NEW YORK — Retailers and carriers are preparing for an online holiday shopping surge that could tax shipping networks and lead to delivery delays.
FedEx and UPS are ramping up their holiday hiring while expanding their weekend operations and asking retailers to use their shipping network when there is more slack. And stores are pushing shoppers to buy early and are expanding services like curbside pickup to minimize the need for delivery.
For the last few years, many retailers had been using their own physical stores, in addition to their distribution centers, to fulfill online orders. But now they are designating some of those stores to handle even higher volumes. Best Buy, for example, converted space in 250 of its 1,000 stores this fall to manage online orders.
Walmart, the nation's largest retailer, announced Thursday it was taking space in 42 regional distribution centers to create "pop-up"' e-commerce distribution hubs to meet the surging demand for online orders this holiday season.
The moves come as most of the carriers have been at full shipping capacity for months as shoppers shifted their buying online during the pandemic.
"We are warmed up for what we're calling the ship-a-thon," said Brie Carere, chief marketing and communications officer at FedEx. "Like everything else in 2020, this is going to be an unprecedented peak season. We've actually seen three years of growth in e-commerce pulled forward. So we are expecting a ton of volume."
Carole B. Tome, CEO of UPS, told analysts last month she expects a "pretty peaky peak."
Amazon, which has been growing its own delivery network so it doesn't have to rely as much on UPS and the U.S. Postal Service, is nonetheless warning shoppers not to wait until the last minute to buy gifts. While the world's largest online retailer delivers more than half of its packages itself, it still relies on other carriers to get orders to shoppers.
"It's going to be tight for everyone and we will all be stretched," said Brian Olsavsky, Amazon's chief financial officer. "And it's advantageous to the customer, and probably the companies, for people to order early this year."

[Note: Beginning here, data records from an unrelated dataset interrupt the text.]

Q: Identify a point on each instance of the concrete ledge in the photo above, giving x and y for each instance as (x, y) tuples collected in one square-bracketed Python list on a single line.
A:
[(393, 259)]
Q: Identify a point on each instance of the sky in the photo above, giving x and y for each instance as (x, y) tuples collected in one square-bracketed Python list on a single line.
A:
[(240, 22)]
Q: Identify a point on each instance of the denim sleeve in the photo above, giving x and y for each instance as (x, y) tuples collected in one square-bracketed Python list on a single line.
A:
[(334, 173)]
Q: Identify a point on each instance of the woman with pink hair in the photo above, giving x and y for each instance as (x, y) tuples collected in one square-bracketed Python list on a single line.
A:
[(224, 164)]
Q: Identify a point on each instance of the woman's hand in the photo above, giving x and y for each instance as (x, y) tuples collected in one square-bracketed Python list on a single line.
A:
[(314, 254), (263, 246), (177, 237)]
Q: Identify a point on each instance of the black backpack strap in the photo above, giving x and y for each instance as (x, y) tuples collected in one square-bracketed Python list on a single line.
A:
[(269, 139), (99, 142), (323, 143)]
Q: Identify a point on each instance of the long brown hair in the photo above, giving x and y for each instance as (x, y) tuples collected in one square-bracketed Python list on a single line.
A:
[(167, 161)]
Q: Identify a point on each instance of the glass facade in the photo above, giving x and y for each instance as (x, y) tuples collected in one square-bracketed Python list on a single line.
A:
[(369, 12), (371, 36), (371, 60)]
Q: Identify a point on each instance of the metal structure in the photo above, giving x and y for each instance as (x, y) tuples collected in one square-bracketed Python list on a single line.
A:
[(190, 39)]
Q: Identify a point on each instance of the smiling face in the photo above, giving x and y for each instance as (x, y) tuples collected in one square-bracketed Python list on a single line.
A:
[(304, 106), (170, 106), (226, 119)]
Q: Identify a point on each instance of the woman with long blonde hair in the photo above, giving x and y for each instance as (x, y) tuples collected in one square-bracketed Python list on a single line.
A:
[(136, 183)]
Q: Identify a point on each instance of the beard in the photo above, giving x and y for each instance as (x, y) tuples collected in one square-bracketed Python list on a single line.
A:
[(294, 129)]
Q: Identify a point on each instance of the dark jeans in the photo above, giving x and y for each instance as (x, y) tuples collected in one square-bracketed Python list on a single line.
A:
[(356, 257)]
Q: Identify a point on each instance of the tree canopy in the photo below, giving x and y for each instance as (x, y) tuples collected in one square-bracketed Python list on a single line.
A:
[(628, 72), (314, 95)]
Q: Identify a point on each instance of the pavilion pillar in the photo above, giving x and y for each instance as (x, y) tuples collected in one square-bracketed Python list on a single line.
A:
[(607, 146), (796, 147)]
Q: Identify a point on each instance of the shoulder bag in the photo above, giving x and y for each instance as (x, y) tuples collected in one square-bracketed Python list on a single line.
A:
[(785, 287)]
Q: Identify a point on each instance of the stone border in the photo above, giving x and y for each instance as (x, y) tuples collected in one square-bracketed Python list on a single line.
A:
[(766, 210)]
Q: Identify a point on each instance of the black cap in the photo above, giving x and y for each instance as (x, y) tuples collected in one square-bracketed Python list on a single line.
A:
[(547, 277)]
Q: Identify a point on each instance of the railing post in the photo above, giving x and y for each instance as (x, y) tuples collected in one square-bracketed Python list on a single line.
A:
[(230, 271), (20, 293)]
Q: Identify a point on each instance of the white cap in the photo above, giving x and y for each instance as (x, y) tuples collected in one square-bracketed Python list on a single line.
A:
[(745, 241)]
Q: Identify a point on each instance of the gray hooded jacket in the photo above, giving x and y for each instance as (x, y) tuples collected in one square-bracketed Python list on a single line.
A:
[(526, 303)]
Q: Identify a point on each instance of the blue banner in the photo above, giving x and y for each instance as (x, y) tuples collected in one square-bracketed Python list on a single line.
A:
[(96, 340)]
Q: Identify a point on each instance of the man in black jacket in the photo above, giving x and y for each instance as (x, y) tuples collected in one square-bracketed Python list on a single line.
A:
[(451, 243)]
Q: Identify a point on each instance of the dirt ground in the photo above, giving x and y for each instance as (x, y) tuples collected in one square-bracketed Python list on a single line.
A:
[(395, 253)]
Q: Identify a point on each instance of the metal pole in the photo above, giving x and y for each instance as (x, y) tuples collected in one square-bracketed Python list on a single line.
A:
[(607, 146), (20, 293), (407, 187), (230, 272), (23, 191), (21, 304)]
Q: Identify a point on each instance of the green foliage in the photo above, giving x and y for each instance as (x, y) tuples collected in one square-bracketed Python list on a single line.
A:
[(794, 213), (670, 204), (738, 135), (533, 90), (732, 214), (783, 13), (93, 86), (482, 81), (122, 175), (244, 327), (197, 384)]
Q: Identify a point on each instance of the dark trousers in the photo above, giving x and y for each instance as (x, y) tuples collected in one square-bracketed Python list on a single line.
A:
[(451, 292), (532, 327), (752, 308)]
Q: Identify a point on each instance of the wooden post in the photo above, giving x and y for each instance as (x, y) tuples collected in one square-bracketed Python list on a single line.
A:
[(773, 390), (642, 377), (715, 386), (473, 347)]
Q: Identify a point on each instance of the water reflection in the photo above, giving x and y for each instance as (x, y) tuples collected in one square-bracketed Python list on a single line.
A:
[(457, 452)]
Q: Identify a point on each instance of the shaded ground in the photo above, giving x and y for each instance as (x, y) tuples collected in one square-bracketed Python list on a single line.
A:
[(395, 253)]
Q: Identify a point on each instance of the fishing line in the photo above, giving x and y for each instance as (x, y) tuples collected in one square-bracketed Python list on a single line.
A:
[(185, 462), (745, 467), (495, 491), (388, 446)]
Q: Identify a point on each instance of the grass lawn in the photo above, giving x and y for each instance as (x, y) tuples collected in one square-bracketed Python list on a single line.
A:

Satish Jindel, the president of ShipMatrix, which analyzes shipping package data, predicts 7 million packages a day could face delays from Thanksgiving to Christmas. That's because he's expecting a total shipping capacity for the industry to be 79.1 million parcels a day during the 34-day period, with 86.3 million packages looking for space. Last year, total capacity was 65.3 million packages with demand at 67.9 million packages a day.
Right now, Jindel is predicting delivery delays of one or two days for parcels.
U.S. online holiday sales are expected to shatter previous records. Adobe Analytics, which measures sales at 80 of the top 100 U.S. online retailers, predicts a total of $189 billion in online holiday sales, a 33% increase compared to last year. That's equal to two years worth of holiday e-commerce sales growth shoved into one season.
But even with the online surge, overall holiday sales are expected to see only modest gains compared to recent years. Consulting firm Deloitte expects total sales, including online, to rise between 1% and 1.5% during the November through January period. That's compared with a 4.1% increase last year for the November and December period, according to an analysis by the National Retail Federation. The trade group says it won't be coming out with a forecast until this month given so much uncertainty.
Retailers can't afford to upset shoppers with delayed deliveries or gifts that come after Christmas so they're stepping up their game.
Kohl's says it has tens of thousands of items on its website available for curbside pickup. The retailer doubled the number of drive-up parking spaces at its store locations to support increased demand. Likewise, Target has also doubled the number of parking spaces for its drive up services, to 8,000.
Meanwhile, carriers have added holiday surcharges to certain packages, a blow to retailers already struggling with higher costs during COVID. Jindel says the U.S. Postal Service might be a good alternative for retailers now that it has gotten through the deluge of mail-in ballots during the elections. He estimates that the Postal Service's temporary surcharges mostly range from 25 cents to 40 cents per package, considerably lower than $1 to $5 per package at major carriers.
"Our network is designed to handle temporary and seasonal increases in volume and we have the ability to deliver those additional holiday packages in a timely manner," said Kimberly Frum, a spokeswoman at the U.S. Postal Service.
For the holidays, FedEx is hiring 70,000 workers, while UPS is in the throes of hiring more than 100,000 temporary employees.
Lee Spratt is the Americas CEO for DHL eCommerce Solutions, a division that specializes in processing small packages for mid- to large-size shippers. He predicts online shopping to be up to 50% higher this holiday season compared to the year-ago period. The division has already been grappling with a 40% surge in online orders since the pandemic began.
It's hiring 900 more permanent workers to its current labor force of 3,000. It also will hire 1,400 temporary workers, about the same as last year because the company is investing in more permanent workers instead.
In September and October, it also upgraded and some cases added new sorting machines in six key cities including Baltimore and Atlanta, in order to process more parcels.